Ata’ya şikâyetim var / Demiray Oral

Cezaevindeki komutan eşlerinin örgütlendikleri platformun adını “Vardiya Bizde” koyduklarını okuyunca, aklıma askerde tuttuğum “üç–beş nöbetleri” geldi nedense. (Öğlen değil, sabaha karşı).
Askerdeki ifadesiyle “en ıstırap” nöbet saatidir üç - beş...

Uykunun en şahane yerinde kalkarsın, küçük bir kulübenin içinde iki saat çapraz tutuşta dağları seyredip geri döner ve bir daha yatamazsın.
Çünkü koğuşun kalkmasına zaten dakikalar kalmıştır...

Vaziyeti edebî anlatmak için şairin dizelerine takla attırırsak:
“Gecenin üçüdür en kötü zaman, bahse girerim / düşünün: sabah çok yakın / oysa ışıltı yok ortalıkta / neredeyse gece bitmiş ama sürmekte karanlık...” diyebiliriz.

Ama en iyisi uzatmayalım. Askerlik hatıratına sardırınca kadınların müsait bir yerde indikleri tecrübeyle sabit olduğundan derhal mevzuumuza dönelim.
Dönelim de, bu mevzu denen şey bugün yazıda var mı yok mu bütünüyle şüphedeyim.

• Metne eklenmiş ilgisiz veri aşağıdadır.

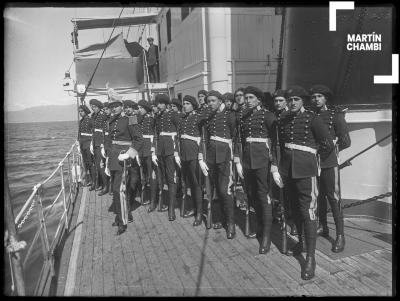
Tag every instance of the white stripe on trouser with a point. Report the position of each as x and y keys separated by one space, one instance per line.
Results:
x=314 y=195
x=123 y=200
x=336 y=191
x=230 y=183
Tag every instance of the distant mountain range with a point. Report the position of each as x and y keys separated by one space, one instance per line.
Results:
x=43 y=114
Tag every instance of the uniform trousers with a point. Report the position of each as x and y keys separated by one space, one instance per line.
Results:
x=329 y=189
x=149 y=172
x=190 y=172
x=100 y=174
x=257 y=188
x=220 y=176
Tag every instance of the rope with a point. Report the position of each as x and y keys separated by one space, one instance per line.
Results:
x=98 y=62
x=374 y=198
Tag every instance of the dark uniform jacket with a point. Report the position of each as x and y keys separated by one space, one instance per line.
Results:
x=338 y=128
x=167 y=121
x=221 y=123
x=107 y=137
x=191 y=125
x=85 y=127
x=99 y=121
x=257 y=123
x=126 y=129
x=303 y=128
x=146 y=123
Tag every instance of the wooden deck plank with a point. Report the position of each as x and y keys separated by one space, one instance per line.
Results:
x=158 y=237
x=205 y=271
x=97 y=279
x=204 y=239
x=108 y=265
x=85 y=285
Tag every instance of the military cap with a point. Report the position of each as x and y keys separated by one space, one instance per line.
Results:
x=322 y=90
x=162 y=98
x=145 y=104
x=192 y=100
x=176 y=102
x=255 y=91
x=296 y=91
x=229 y=96
x=130 y=103
x=115 y=103
x=215 y=93
x=96 y=103
x=279 y=93
x=204 y=92
x=85 y=109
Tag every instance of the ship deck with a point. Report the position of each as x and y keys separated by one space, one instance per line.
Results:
x=155 y=257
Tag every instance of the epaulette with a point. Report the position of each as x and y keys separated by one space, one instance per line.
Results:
x=132 y=120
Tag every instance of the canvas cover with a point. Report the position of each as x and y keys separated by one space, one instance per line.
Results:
x=121 y=66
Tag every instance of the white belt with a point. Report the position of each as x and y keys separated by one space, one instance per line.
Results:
x=193 y=138
x=301 y=147
x=121 y=142
x=151 y=137
x=171 y=134
x=220 y=139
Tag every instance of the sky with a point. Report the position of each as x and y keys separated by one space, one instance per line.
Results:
x=38 y=51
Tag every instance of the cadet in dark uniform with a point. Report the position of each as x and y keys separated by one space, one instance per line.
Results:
x=280 y=106
x=167 y=124
x=126 y=137
x=221 y=135
x=257 y=135
x=85 y=135
x=99 y=119
x=147 y=152
x=229 y=100
x=300 y=133
x=190 y=137
x=105 y=150
x=329 y=178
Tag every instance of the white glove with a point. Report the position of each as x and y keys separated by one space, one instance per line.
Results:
x=239 y=169
x=103 y=152
x=122 y=157
x=277 y=179
x=204 y=167
x=178 y=161
x=154 y=159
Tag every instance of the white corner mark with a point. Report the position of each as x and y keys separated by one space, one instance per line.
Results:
x=390 y=79
x=333 y=7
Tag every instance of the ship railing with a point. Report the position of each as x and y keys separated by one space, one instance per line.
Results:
x=67 y=195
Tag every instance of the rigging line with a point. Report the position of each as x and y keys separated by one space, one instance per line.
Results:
x=98 y=62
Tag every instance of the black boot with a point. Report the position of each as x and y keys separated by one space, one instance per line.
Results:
x=310 y=230
x=171 y=204
x=230 y=232
x=266 y=217
x=338 y=246
x=323 y=229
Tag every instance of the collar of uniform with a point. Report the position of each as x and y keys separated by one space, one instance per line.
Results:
x=221 y=108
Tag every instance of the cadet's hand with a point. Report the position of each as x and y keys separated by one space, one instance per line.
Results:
x=277 y=179
x=204 y=167
x=154 y=159
x=239 y=169
x=178 y=161
x=122 y=157
x=103 y=152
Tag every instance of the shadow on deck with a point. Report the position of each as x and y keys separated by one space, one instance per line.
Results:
x=155 y=257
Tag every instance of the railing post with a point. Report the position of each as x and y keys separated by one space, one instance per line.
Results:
x=12 y=234
x=63 y=189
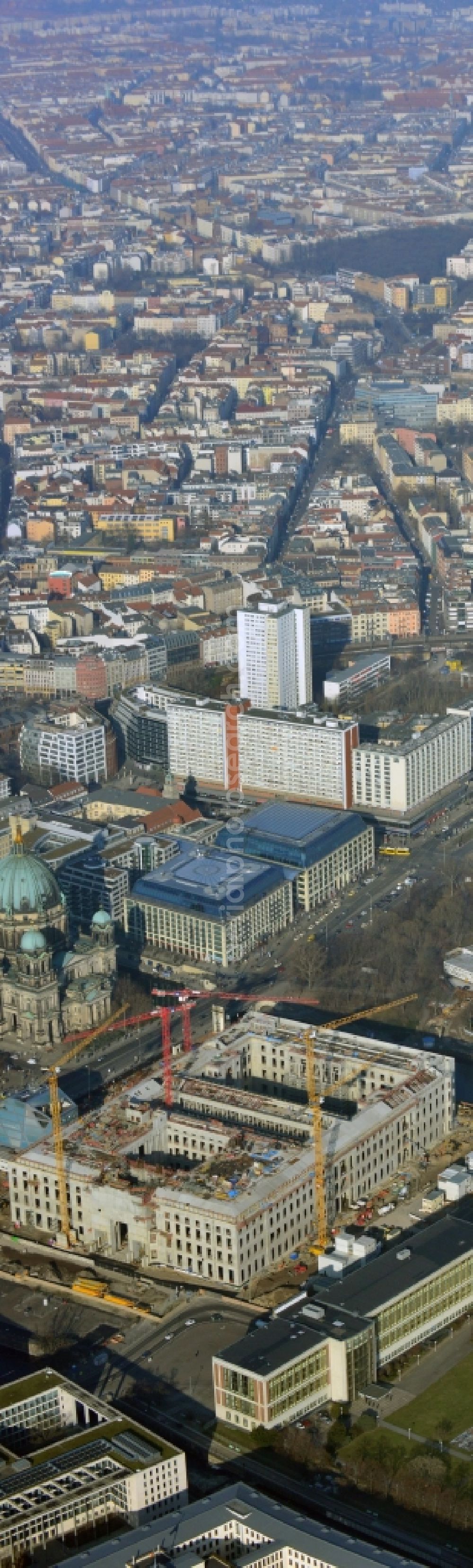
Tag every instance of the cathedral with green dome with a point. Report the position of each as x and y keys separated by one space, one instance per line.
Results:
x=46 y=990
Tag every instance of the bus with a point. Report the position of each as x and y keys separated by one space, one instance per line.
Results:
x=392 y=849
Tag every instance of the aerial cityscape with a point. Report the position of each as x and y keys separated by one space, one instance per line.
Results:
x=236 y=785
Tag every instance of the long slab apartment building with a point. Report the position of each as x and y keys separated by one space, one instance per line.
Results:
x=402 y=773
x=229 y=747
x=306 y=756
x=242 y=1203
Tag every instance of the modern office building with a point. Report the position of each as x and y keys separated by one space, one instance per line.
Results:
x=26 y=1117
x=361 y=675
x=141 y=731
x=109 y=1468
x=209 y=907
x=275 y=656
x=300 y=755
x=403 y=777
x=238 y=1524
x=70 y=745
x=331 y=1343
x=326 y=849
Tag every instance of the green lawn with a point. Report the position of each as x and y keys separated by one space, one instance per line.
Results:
x=448 y=1399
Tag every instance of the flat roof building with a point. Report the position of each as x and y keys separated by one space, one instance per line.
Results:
x=331 y=1343
x=109 y=1468
x=207 y=907
x=243 y=1526
x=326 y=849
x=400 y=777
x=361 y=675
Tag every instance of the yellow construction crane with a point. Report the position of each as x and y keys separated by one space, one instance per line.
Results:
x=55 y=1114
x=315 y=1100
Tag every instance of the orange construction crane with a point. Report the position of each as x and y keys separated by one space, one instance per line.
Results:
x=55 y=1114
x=315 y=1100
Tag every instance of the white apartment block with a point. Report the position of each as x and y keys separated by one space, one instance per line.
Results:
x=303 y=758
x=196 y=741
x=275 y=656
x=400 y=778
x=242 y=1526
x=68 y=750
x=295 y=755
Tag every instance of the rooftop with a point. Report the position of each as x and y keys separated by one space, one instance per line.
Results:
x=206 y=882
x=293 y=835
x=250 y=1511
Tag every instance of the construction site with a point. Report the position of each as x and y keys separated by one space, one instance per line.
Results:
x=237 y=1156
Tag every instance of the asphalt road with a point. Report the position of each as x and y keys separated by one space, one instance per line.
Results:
x=166 y=1383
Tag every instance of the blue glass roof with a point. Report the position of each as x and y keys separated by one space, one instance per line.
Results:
x=292 y=835
x=210 y=882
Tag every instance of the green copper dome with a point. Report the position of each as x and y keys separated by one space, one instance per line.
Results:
x=27 y=886
x=34 y=943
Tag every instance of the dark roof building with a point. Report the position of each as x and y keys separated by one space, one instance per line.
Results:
x=323 y=1346
x=326 y=849
x=210 y=904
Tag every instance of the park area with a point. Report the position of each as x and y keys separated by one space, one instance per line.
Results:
x=446 y=1409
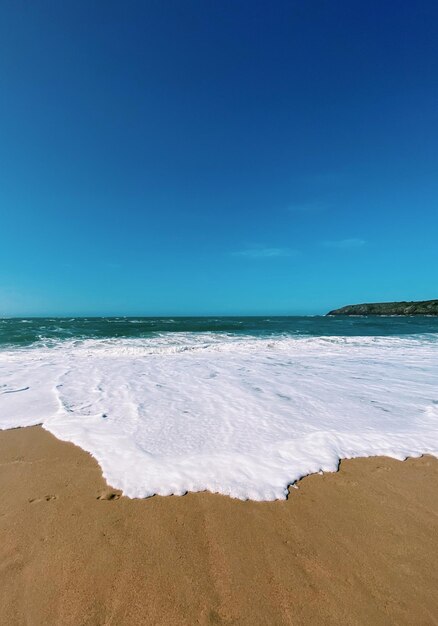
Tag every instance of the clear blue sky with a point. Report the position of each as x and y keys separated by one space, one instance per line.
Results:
x=217 y=157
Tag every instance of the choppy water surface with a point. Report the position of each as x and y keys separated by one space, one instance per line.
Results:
x=240 y=406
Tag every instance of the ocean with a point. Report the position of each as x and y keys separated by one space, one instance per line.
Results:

O “güzel insan”dan esinlenerek, “İsteyen gidip mevzua üye olabiliyormuş; nerede bu mevzu, gideceğim üye olacağım” demek geliyor içimden...
Fazla dağılmadan yürüyelim, komutan eşlerinin peşinden Aslanlı Yol’un merdivenlerinden çıkalım.

Hanımefendiler ilk vardiyalarında, Ata’ya şikâyete gitmişler, ki buna hiç itirazım olmaz.
Hatta ben de bu şikâyet müessesini kullanmak istiyorum.

Alkollü araba kullanıp iki yüz küsur lira cezayı bana ödettikten sonra borcunu aylardır ödemeyen kadim dostu Vatoz’u...
Fizan’da oturduğumuz gerekçesiyle 50 liradan az sipariş verirsem eve paket servisi yapmayıp beni aç bırakan pizzacıyı...
En şahane beyaz gömleğimi üstüne nemli bez koymadan ütüleyip transparan haline getiren eşimi...

Garajdaki park yerimi kapmayı hobi haline getiren komşumu...
Ata’ya şikâyet etmek istiyorum.

Müsaade var mıdır acaba?
Hayır yok, çünkü bunlar benim son derece bayağı ve kişisel sorunlarım mı?
Nasıl ya, Ata’ya şikâyet edebilmem için illaki eşimin darbecilikle mi suçlanması mı gerekiyor?

Nasıl ya, kendi memleketinde kaos yaratmaya çalışıp insanları öldürme planı yapmak, garajdaki park yerimin kapılmasından daha mı seviyeli bir suçlama?
Nasıl ya, çuvallar dolusu darbe planı Vatoz’un yediği trafik cezasından daha mı masum bir belge?

Ya Ata’ya şikâyet müessesesini kullanmam için önümü açın...
Ya da birisi çıkıp Ata hangi tür şikâyetlere bakıyor açıklasın...
Ayrıca bir istirhamım daha var.

Vardiyacı hanımlar, Anıtkabir Özel Defteri’ne de hislerini yazmışlar, ki o defteri okumayı senelerdir tutkuyla istemekteyim.
Müsaade çıkarsa şayet, şikâyetlerimden arta kalan zamanımda bu hayalimi de gerçekleştiririm.

Emeği geçen herkese minnettar kalacağımı şimdiden arz ederim.